David Johnson announced his retirement on Sunday through his social media channels, and by now it was more of a formality. The one-time Cardinals running back didn't play in 2023 and played only five games when he was with the Saints in 2022.
But it's a notable moment, if for no other reason than to mark the amazing first two seasons for Johnson after the Cardinals made him a third-round pick in 2015. He was so good he became the 2017 cover subject for Sports Illustrated's NFL preview, back when SI was still meaningful.
Sure, there were many fans frustrated with him at the end, a combination of Johnson struggling both with the vision as a runner that once made him great and his fit in the Kliff Kingsbury offense. But even in 2018, playing within a wretched offense as rookie QB Josh Rosen struggled, Johnson still gained 940 yards rushing, had 50 catches for 446 yards and scored 10 total touchdowns, and that was after he missed all but one game in 2017 with a wrist injury.

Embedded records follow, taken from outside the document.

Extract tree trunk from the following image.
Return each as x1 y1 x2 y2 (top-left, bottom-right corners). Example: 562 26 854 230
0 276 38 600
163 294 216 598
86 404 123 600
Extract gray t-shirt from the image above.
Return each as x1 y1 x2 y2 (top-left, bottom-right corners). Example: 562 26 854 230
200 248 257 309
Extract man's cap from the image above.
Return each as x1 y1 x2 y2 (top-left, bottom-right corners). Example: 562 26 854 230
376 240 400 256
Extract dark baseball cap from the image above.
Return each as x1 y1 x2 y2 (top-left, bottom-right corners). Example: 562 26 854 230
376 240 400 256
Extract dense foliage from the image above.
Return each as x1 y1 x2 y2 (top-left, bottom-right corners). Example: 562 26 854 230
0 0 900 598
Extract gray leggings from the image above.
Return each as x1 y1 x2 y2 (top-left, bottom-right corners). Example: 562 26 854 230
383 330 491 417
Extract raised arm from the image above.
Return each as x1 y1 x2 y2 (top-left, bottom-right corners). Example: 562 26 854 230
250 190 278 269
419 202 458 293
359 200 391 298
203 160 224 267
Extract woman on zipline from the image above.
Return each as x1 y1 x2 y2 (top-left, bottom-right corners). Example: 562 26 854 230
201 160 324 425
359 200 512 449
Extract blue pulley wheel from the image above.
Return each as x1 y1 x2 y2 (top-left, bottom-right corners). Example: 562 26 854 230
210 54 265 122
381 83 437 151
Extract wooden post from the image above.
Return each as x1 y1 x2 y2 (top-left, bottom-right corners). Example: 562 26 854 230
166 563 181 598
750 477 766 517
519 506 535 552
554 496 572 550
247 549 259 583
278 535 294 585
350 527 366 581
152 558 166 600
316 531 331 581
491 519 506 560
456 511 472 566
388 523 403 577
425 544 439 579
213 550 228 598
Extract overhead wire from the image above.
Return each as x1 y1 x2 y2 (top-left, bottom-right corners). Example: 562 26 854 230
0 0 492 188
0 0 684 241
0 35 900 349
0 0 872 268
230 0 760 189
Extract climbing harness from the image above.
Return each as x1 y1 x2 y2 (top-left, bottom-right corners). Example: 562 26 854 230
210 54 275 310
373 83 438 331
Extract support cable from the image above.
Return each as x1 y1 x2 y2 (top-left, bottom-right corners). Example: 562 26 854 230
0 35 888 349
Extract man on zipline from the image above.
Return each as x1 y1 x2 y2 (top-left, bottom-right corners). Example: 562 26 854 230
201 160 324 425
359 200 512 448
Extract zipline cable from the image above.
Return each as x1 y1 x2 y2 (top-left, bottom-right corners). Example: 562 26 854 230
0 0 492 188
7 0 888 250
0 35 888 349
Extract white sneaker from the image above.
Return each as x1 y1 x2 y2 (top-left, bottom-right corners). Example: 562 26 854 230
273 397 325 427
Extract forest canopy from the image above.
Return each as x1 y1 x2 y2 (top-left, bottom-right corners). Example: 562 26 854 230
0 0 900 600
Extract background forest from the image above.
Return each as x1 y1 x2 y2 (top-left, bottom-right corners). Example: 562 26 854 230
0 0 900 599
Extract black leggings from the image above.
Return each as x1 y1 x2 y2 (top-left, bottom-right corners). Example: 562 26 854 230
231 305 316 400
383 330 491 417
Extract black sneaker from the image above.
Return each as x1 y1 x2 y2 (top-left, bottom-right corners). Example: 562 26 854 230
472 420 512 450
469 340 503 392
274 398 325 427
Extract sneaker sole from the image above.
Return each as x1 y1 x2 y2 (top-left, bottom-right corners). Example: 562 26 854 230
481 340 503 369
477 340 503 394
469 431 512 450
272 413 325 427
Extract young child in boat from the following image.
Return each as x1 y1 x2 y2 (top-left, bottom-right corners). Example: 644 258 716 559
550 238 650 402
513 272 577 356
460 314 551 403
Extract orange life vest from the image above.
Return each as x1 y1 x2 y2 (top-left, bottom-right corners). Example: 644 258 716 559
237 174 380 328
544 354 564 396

But he was a key piece of the trade for DeAndre Hopkins in 2020. And those first two years, I mean, dang. His numbers weren't eye-popping as a rookie because a) he was sharing time with Chris Johnson and Andre Ellington and b) that team had all kinds of offensive stars. But he scored the game-winning TD on a catch out of the backfield against the Saints, and he had a Beast Quake-type TD run against the Eagles in their division-clinching win that season, and was quietly a stud.
His greatness, however brief, was loud in 2016. He was everything to that offense, and if he had not wrecked his knee early in the finale in Los Angeles, I have no doubt he would've been the third player in NFL history to have 1,000 yards receiving and 1,000 yards rushing in the same season after Roger Craig and Marshall Faulk (Christian McCaffrey ended up doing it in 2019.) Johnson rushed for 1,239 yards and 16 touchdowns that season, and added 80 catches for 879 yards and four receiving touchdowns.
Bruce Arians would have fed him to try and get the 121 receiving yards in that Rams game, believe that.
And of course, and it was said many times both when things were going good and bad for Johnson in his Arizona stint, he was a good person. He enjoyed doing community interactions. He was there all the time to answer questions -- even when it got sour near the end -- and that means something. He was truly a meteor flashing across the sky before disappearing.